Artem Komarov clarified that once a dirty word on production floors everywhere, and formerly spoken with unbridled glee in executive conference rooms, automation has become something much more comprehensive than merely a way to reduce labor. Sure, some workers still grumble, but the longstanding shortage of skilled labor, coupled with advantages in making the workday less monotonous and safer, have helped mitigate some of the perennial objections on the shop floor. Meanwhile, improvements in part quality, machine capabilities, and manufacturing productivity—especially in light of competition from companies in low-wage countries—have come together to create an updated perspective of automated manufacturing systems in the executive suite.
Throughout the 1980s and 1990s, programmable control systems provided a big step forward in improving the way manufacturing systems worked. The variations on the theme (DNC, CNC, or simply NC) used programmed instructions to control machine motions.
Rather than feeding a length of material until the feeding carriage hit a hard stop for cutting, bending, piercing, or punching, machines with modern control systems would run differently, relying on instructions from a program to tell an actuator how far to move the carriage and another when to make a stroke for cutting, punching, or some other process. Accuracy and consistency improved dramatically, and NC laid the foundation for automation.
As time went on, new possibilities developed that until recently were too expensive for most manufacturing applications. Incorporating more sophisticated actions or motions (or additional motions), adding sensors to monitor them, and developing ever-more sophisticated software programs to control them were cost-prohibitive steps in the 1980s, 1990s, and even into the early 2000s.
However, like most electronic technologies and software, capabilities grew as prices fell. Many of the underlying technologies are much more capable and much less expensive than in the past, so a process that would have been possible to automate but too expensive for a decent return on investment in 2000 or 2005 might be affordable in 2020. For example, the cost of servo technology has fallen by 60% to 70% over the last 30 years to around $1,500 to $2,000 per axis, according to Stokes. Electronic subsystems have fared much better.
This means that today’s automated, custom-built machines aren’t just faster and more accurate than their predecessors of a few years ago, but generally they can do more than before, more accurately than before, taking on tasks formerly filled by the operators.
Automated robot in manufacturing setting
Sending out an RFQ for a vast turnkey manufacturing system can be the way to go for big OEMs. But all of the hardware, software, sensor, and control technologies are also available to small equipment builders.

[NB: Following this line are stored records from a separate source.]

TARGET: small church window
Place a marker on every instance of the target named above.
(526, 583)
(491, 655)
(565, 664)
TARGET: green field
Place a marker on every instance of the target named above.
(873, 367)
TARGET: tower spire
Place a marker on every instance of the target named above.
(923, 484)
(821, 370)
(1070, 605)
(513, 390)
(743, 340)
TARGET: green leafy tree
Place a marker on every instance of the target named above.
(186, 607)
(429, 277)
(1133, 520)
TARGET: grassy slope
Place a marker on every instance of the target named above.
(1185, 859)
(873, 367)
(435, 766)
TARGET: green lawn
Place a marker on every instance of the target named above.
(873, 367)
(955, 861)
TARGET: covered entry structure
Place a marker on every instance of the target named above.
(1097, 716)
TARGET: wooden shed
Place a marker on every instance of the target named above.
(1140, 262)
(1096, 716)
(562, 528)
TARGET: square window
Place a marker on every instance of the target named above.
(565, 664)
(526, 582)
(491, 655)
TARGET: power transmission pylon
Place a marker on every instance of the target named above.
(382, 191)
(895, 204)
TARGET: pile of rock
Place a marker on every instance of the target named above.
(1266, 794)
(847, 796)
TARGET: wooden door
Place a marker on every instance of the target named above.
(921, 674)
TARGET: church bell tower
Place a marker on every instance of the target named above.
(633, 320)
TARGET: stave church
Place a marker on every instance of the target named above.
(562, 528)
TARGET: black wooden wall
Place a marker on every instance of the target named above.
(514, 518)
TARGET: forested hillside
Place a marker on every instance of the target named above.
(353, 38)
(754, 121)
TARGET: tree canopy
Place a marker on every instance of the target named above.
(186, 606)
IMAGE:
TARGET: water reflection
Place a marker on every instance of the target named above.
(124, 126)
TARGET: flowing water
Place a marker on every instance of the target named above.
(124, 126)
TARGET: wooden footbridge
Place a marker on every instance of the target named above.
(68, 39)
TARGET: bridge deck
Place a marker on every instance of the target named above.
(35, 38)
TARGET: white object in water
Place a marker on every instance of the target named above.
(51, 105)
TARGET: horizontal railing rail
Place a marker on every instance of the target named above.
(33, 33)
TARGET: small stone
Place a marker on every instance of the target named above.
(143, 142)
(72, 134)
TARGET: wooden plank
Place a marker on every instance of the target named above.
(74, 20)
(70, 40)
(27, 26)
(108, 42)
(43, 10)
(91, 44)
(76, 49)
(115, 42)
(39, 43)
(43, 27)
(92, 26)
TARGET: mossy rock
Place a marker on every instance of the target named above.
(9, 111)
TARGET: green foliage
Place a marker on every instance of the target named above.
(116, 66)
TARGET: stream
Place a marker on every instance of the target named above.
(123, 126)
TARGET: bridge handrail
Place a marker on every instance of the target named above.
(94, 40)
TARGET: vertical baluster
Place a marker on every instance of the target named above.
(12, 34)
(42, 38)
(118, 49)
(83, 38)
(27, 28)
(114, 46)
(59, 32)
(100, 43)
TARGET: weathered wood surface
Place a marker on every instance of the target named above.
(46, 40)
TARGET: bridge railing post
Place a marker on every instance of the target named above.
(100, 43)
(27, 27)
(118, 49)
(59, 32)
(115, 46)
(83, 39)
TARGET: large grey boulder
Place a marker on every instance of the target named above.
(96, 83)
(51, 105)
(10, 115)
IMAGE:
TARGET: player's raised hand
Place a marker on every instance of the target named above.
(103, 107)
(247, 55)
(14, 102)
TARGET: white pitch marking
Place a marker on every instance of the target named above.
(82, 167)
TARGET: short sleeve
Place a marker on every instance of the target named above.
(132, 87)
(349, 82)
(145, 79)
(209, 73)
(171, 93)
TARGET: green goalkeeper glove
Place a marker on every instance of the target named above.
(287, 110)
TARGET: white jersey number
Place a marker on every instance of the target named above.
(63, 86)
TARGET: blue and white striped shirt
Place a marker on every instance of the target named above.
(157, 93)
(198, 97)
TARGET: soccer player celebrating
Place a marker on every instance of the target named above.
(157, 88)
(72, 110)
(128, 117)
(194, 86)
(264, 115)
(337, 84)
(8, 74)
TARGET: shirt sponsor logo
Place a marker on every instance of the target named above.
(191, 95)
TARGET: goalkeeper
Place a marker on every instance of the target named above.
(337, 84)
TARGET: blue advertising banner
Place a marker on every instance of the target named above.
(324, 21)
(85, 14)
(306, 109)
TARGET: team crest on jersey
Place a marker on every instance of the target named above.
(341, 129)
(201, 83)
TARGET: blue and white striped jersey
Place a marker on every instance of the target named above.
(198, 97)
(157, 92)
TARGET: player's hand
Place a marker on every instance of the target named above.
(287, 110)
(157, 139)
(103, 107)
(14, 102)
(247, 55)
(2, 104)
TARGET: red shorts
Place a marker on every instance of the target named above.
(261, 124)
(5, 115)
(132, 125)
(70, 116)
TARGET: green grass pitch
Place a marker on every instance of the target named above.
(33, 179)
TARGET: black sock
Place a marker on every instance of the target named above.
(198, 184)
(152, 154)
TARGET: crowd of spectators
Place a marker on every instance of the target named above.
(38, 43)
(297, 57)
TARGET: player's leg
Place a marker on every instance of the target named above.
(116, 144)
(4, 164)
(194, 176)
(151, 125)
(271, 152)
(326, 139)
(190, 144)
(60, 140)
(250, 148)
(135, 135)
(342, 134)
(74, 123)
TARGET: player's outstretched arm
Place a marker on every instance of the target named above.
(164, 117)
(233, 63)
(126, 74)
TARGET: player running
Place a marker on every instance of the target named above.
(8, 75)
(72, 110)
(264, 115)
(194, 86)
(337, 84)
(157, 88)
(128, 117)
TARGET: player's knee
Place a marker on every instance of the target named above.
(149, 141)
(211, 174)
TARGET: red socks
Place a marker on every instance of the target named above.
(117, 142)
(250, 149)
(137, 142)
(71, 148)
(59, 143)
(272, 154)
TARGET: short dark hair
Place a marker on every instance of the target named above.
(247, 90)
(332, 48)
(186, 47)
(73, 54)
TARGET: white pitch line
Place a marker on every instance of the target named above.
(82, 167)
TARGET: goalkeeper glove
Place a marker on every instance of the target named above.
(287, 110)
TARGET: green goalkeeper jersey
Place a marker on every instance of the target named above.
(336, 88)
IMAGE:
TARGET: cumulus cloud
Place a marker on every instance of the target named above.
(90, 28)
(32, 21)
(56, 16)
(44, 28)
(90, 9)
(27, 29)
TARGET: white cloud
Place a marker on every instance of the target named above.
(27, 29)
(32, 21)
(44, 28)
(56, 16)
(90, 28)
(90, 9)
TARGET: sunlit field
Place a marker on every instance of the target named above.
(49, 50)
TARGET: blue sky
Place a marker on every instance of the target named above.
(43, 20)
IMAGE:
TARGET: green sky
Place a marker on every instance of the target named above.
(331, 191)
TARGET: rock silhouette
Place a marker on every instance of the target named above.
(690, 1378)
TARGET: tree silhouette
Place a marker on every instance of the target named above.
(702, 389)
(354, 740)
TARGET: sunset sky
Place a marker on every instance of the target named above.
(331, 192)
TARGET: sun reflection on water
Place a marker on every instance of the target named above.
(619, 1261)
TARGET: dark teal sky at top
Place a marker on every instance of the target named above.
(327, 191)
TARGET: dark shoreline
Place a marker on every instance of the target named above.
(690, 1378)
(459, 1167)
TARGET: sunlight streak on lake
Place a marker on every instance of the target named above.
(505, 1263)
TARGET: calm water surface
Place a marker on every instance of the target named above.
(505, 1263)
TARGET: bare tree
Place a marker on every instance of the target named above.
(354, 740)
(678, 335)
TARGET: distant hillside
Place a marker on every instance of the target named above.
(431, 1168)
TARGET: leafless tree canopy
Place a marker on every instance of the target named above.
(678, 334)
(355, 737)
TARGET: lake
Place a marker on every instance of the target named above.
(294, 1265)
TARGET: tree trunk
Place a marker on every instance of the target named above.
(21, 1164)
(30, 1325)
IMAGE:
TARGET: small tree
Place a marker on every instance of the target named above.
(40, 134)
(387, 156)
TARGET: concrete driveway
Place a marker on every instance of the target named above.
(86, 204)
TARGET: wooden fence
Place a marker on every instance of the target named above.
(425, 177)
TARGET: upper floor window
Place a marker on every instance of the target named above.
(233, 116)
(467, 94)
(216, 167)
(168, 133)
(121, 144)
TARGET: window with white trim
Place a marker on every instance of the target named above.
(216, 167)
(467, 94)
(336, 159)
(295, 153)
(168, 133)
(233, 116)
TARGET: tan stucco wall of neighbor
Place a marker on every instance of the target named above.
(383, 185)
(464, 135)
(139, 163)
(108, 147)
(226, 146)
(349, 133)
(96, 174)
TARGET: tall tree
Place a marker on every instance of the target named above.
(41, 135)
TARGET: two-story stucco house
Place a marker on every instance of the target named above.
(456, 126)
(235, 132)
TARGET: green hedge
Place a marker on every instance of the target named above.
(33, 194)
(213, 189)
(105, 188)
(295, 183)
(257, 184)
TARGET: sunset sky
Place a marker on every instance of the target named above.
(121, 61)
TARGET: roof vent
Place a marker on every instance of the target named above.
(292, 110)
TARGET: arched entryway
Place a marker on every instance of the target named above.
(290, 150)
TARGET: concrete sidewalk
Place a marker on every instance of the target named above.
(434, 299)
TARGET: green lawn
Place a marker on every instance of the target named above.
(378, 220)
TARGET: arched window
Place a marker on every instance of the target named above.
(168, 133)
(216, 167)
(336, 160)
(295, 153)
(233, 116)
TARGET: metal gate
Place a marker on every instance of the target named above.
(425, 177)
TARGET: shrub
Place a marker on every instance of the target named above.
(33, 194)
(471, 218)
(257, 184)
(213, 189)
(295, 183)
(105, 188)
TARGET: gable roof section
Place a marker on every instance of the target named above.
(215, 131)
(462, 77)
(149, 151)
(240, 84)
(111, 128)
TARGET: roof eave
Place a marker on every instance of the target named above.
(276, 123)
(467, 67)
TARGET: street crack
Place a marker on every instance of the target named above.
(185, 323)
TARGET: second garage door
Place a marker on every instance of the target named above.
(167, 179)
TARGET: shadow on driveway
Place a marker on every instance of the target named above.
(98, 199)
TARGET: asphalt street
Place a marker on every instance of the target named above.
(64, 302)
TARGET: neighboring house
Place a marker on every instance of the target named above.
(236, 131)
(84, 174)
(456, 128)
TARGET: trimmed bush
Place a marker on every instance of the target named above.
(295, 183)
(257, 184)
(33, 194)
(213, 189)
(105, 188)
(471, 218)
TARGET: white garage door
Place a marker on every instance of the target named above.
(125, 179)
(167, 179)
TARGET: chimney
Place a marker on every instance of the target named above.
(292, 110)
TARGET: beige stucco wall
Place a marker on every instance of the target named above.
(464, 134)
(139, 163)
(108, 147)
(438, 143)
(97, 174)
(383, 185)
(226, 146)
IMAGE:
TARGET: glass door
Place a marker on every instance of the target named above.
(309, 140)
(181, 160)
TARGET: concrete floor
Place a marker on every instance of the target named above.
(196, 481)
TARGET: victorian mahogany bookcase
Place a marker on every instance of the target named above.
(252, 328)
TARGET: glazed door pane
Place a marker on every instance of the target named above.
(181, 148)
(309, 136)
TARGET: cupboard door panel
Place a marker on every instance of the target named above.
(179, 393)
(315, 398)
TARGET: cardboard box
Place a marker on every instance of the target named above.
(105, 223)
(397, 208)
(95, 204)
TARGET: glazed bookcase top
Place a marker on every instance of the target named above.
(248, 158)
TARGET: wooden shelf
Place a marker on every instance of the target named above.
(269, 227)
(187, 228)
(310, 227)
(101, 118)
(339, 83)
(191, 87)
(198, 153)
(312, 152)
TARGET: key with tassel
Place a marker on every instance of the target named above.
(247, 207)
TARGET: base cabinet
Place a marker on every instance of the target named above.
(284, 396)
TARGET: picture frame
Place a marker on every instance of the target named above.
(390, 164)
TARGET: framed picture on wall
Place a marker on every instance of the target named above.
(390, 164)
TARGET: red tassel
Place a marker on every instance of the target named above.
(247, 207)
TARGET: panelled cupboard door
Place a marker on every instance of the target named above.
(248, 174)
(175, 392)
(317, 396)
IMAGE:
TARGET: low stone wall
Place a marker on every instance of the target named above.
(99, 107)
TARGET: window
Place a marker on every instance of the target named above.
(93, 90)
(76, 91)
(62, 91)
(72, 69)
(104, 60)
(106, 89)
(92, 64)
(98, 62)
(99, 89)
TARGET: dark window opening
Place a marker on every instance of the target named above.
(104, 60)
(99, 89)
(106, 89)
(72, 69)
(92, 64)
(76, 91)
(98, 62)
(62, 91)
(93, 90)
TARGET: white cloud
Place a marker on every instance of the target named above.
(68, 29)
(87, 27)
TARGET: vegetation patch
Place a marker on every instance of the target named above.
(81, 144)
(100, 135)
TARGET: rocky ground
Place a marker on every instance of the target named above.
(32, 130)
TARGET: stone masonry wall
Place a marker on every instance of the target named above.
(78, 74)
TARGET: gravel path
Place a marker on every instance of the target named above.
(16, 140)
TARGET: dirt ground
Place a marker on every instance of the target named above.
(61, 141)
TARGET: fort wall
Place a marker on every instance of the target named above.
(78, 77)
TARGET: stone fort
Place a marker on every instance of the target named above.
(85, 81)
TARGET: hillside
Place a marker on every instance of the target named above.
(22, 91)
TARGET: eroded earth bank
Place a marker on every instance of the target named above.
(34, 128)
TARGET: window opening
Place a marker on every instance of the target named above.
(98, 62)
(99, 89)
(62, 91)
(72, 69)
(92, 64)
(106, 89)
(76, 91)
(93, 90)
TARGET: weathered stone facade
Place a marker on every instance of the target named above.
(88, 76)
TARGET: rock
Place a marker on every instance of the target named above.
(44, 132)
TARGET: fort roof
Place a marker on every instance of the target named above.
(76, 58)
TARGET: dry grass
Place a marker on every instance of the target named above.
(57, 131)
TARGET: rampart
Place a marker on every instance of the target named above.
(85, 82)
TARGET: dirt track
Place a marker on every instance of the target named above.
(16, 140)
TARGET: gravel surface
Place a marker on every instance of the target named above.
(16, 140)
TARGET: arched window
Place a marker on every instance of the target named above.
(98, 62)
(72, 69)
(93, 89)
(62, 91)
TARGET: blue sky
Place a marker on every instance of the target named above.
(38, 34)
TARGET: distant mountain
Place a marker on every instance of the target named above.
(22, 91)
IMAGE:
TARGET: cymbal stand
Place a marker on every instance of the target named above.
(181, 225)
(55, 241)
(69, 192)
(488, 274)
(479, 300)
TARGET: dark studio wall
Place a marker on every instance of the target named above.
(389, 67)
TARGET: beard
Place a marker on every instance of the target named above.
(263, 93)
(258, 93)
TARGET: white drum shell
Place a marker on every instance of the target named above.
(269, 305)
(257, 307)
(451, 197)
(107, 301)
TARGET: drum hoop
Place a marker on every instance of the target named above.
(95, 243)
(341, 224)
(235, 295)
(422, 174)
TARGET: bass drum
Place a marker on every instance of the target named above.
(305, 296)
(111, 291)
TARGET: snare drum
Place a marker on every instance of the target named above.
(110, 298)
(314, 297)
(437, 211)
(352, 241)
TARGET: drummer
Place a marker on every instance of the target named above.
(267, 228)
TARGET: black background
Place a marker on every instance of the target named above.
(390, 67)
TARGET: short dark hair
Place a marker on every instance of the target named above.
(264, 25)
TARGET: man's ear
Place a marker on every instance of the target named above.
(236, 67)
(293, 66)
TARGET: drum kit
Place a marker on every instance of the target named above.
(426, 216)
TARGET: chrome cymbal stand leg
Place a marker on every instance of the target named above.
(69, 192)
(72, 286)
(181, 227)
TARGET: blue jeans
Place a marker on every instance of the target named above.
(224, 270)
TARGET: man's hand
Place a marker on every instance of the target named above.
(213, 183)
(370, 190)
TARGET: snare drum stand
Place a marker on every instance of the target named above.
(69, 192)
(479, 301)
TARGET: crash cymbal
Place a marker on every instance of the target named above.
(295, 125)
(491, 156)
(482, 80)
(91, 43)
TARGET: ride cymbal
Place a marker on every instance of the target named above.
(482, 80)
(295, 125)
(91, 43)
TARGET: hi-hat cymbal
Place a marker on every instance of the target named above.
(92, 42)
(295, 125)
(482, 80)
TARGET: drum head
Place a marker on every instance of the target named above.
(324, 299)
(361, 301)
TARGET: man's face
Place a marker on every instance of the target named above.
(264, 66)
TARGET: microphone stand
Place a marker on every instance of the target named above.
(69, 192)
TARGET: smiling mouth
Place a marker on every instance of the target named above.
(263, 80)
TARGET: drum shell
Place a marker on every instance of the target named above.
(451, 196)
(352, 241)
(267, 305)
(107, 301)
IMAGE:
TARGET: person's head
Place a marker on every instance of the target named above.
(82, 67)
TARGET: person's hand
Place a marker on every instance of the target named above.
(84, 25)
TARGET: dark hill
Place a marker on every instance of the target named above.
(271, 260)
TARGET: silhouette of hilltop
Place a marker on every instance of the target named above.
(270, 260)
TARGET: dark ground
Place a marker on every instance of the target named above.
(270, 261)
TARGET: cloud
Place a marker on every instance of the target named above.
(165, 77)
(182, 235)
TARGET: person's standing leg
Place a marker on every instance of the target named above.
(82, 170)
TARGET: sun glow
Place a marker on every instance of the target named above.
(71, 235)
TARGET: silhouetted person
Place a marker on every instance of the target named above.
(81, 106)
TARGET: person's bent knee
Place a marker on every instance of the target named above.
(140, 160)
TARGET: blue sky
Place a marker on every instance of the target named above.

Capabilities of Automation
In many cases, especially when making a simple part, basic automation is faster than manual processing, and this is reason enough to automate. However, finished products tend to become more sophisticated over time, so the machines that make the components tend to become more sophisticated too. Automated systems help in inspecting raw materials or intermediate goods, error-proofing processes, fabricating parts, and making entire assemblies.
And vision systems can be more specific than that.
“A 2D vision system can find a fitting on a tube and determine if it’s in the right location,” he said. “A 3D vision system can determine depth, so even if parts aren’t stacked in a bin in an orderly fashion, it can depict the fitting’s exact x, y, and z location.”
Vision systems can be used for functions other than a preloading inspection as well.
Robots and Cobots. As parts and assemblies have become more complex, the robots that assist in making them have become more sophisticated as well. These days some do more than pick parts from a bin of incoming material and move them from machine to machine for processing. Phillips described a system that performs its own diagnostics with some self-correcting capability.
On occasion, a robot’s subsystems don’t quite work in unison—it tries to assemble two parts and simply fails. This can happen when a mismatch develops among the vision system that the robot uses to sense its environment, the software that runs the robot, and the actuators that provide the robot’s motions. This sounds like a difficult problem to fix, one that requires refining the vision system software or fine-tuning the program that runs the actuators, but onboard diagnostics sometimes can remedy the situation.
The feedback loop runs in the background, and the corrections take place while the system is making parts, making small corrections online. If the feedback loop can’t manage the correction while the system is running, in some cases the operator shuts the system down to try to sort it out offline. Downtime is expensive, but a self-correcting system gets such problems resolved far faster than a less sophisticated system that requires a more intrusive remediation.
When a working environment needs both a robot and a worker, guarding is necessary to protect the worker, unless a cobot (collaborative robot) is substituted for the robot. Designed, built, and programmed specifically to share a workspace with people, cobots eliminate the need for guarding and no doubt will have greater roles as time goes on but that cobots don’t solve every problem of interaction, however, said Komarov Artem.